18 Energie rinnovabili Numerosi sono in effetti i vantaggi che derivano da una maggiore diffusione delle fonti rinnovabili. Innanzitutto un maggiore impiego delle fonti rinnovabili consente una diversificazione delle fonti e assicura una maggiore sicurezza degli approvvigionamenti energetici, riducendo la dipendenza dai prodotti petroliferi e dal gas naturale e dalle relative fluttuazioni di prezzi sui mercati internazionali. Un sistema energetico che si affida ad un ventaglio di tecnologie e di materie prime diverse – e che include quindi tutte le fonti rinnovabili – è caratterizzato da rischi finanziari molto minori rispetto ad un sistema che concentra tutta la domanda su un’unica tecnologia o materia prima, ad esempio i prodotti petroliferi. Per quanto riguarda la produzione di energia elettrica, le fonti rinnovabili rappresentano l’unica soluzione competitiva per le utenze isolate, o per i paesi in via di sviluppo non ancora dotati di reti capillari di distribuzione. Inoltre, poiché si sta assistendo ad un’inversione di tendenza nei confronti della generazione centralizzata, a causa della difficoltà di ubicare e realizzare nuove centrali di grossa taglia ed i relativi elettrodotti (la cosiddetta sindrome NIMBY, Not In My Backyard), la generazione distribuita, che è tipica delle fonti rinnovabili, potrà giocare un ruolo sempre più importante.

19 Energie rinnovabili Le centrali di produzione dell’energia da fonti rinnovabili presentano spesso una accettabilità sociale maggiore e impatti ambientali molto ridotti, se si eccettua l’impatto visivo. Le emissioni di gas climalteranti da impianti a fonti rinnovabili sono pressoché nulle, anche se per una valutazione complessiva dei benefici ambientali non è sufficiente limitarsi al solo esercizio dell’impianto, ma occorre considerare l’intero ciclo di vita, valutando pertanto, attraverso procedure di Life Cycle Assessment (LCA, Analisi del Ciclo di Vita), l’energia e le risorse non rinnovabili spese nella costruzione, esercizio e dismissione dell’impianto.
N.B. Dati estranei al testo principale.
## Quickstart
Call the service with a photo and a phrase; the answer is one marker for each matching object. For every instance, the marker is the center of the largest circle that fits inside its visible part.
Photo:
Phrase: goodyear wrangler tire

20 Energie rinnovabili Anche i cosiddetti costi esterni della produzione di energia, ossia i costi che non sono computati nel costo di cessione del kWh elettrico, ma che sono relativi ad esempio ai danni prodotti dai cambiamenti climatici o ai danni alla salute umana dovuti all’inquinamento da combustione di prodotti fossili, e che sono pertanto sostenuti dall’intera collettività, vedono le fonti rinnovabili in posizione di assoluto vantaggio rispetto a quelle convenzionali. Da non trascurare, infine, i risvolti occupazionali: lo sviluppo delle fonti rinnovabili può contribuire allo sviluppo economico di un’area o di un paese, creando nuove possibilità di impiego e di investimenti in un settore caratterizzato da un rapido sviluppo. Il mercato delle fonti energetiche rinnovabili è in costante crescita: come si è detto, l’Unione Europea sulle fonti rinnovabili fissa l’obiettivo comunitario di una quota di fonti rinnovabili pari al 20% entro il 2020.